For my own part, I've written a few short stories, all of them within the context of a Short Story Workshop class (which I repeated to the 4-semester limit) at the local junior college, set in a "First Contact Corps" milieu. I can't recall off the top of my head what it was I called the interstellar government of which the "First Contact Corps" was a unit, but I know it was a name I hadn't seen used, and that the government, as I imagined it, was somewhat of an amalgam of ST's UFP, ADF's Humanx Commonwealth, probably a bit of B5's Interstellar Alliance, and maybe a little bit of every other interstellar government I'd seen in SF literature. (One of the non-Humanoid alien species was named the "Lozadians," after a classmate.)

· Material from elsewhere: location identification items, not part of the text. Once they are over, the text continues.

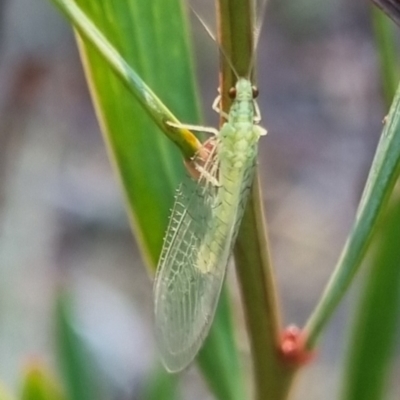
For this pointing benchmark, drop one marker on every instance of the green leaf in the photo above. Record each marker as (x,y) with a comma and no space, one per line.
(153,39)
(372,346)
(383,174)
(38,384)
(73,355)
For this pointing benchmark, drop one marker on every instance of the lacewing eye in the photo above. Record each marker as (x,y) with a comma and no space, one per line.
(232,93)
(255,92)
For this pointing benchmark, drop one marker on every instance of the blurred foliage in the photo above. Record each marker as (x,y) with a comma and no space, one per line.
(150,168)
(38,384)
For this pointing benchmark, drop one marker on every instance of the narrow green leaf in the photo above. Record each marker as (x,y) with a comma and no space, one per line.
(385,33)
(152,37)
(384,172)
(38,384)
(75,365)
(145,96)
(373,342)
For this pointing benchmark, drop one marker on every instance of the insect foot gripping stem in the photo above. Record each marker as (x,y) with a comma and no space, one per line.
(292,347)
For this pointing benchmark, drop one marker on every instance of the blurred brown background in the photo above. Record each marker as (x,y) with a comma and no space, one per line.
(62,218)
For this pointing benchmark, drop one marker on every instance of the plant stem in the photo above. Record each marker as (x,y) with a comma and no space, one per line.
(383,174)
(273,377)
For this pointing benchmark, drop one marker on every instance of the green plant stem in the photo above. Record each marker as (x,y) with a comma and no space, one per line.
(384,172)
(161,115)
(253,265)
(273,378)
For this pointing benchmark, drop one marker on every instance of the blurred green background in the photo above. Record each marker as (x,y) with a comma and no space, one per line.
(62,218)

And I wrote a couple of ST short stories in the class as well: a Borg origin story, and a "Man Trap" sequel (doubly strange, since I loathe both Borg stories even more than I loathe the Salt Vampire), none of them good enough to even bother submitting to SNW, even if it were running at the time. As well as a short "high shock value" piece derived from a nightmare, that had no detailed milieu beyond a sentient insectoid with an enormous stinger, taking sadistic pleasure in the use of that stinger.

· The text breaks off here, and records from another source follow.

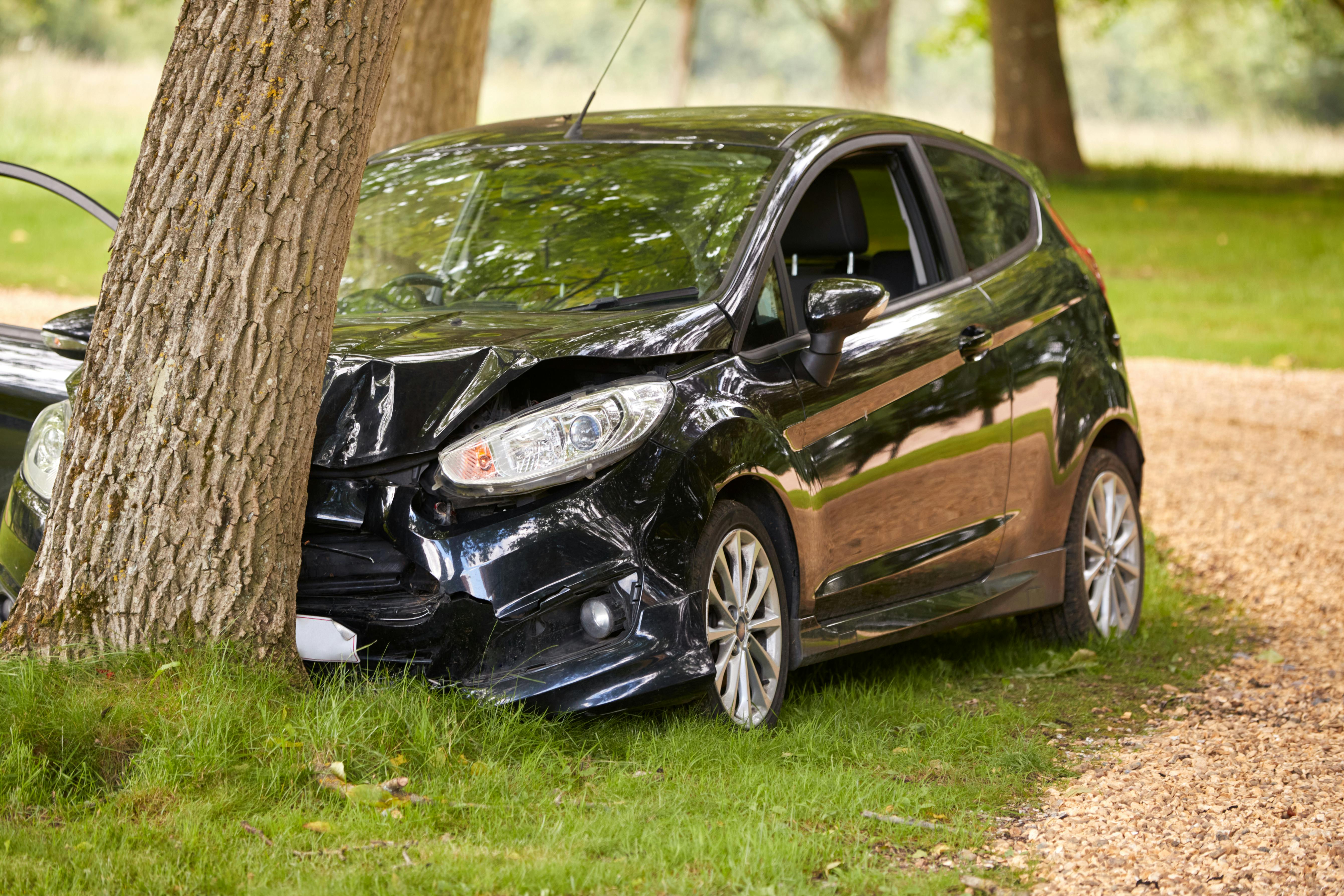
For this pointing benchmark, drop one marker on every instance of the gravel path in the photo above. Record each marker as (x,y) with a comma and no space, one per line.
(1241,788)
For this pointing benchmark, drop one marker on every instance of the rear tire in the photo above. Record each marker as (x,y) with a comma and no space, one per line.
(1104,559)
(746,616)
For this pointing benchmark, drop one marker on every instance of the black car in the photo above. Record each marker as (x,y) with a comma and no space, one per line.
(706,395)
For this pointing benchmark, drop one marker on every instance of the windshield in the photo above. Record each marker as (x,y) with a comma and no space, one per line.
(549,228)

At that point, I was writing anything I could to satisfy the demand for "something other than another 'Organ Princess' story." (I also wrote a "flash fiction" piece, taking a "fly-on-the-wall" perspective in a classroom full of students getting their first exposure to Shirley Jackson's The Lottery.)
 
"Organ Princess"?
Yes. I've had a novel in gestation for many years, working title The Cuckoo Nightingale (a play on the nickname of the Handel 13th organ concerto), about the adventures and coming-of-age of Jennifer Christine Schweitzer, a child-prodigy organist, growing up in the 1970s and early 1980s. And that project has produced a number of story ideas that didn't work as B-plots for the novel, but did work as short stories.
 
Oh, that kind of organ!

I admit my mind went immediately to viscera and transplants and black-market kidneys or whatever.
 
Better that than having your mind go to reproductive organs.

(Speaking of which, given that most digital organs (e.g., Allen, Rodgers, Ahlborn, Technics, Roland, &c), as well as the Hauptwerk software digital organ, are all based on digital sampling, reproducing samples recorded from real pipes, rather than attempting to simulate them, do they qualify as "reproductive organs"?)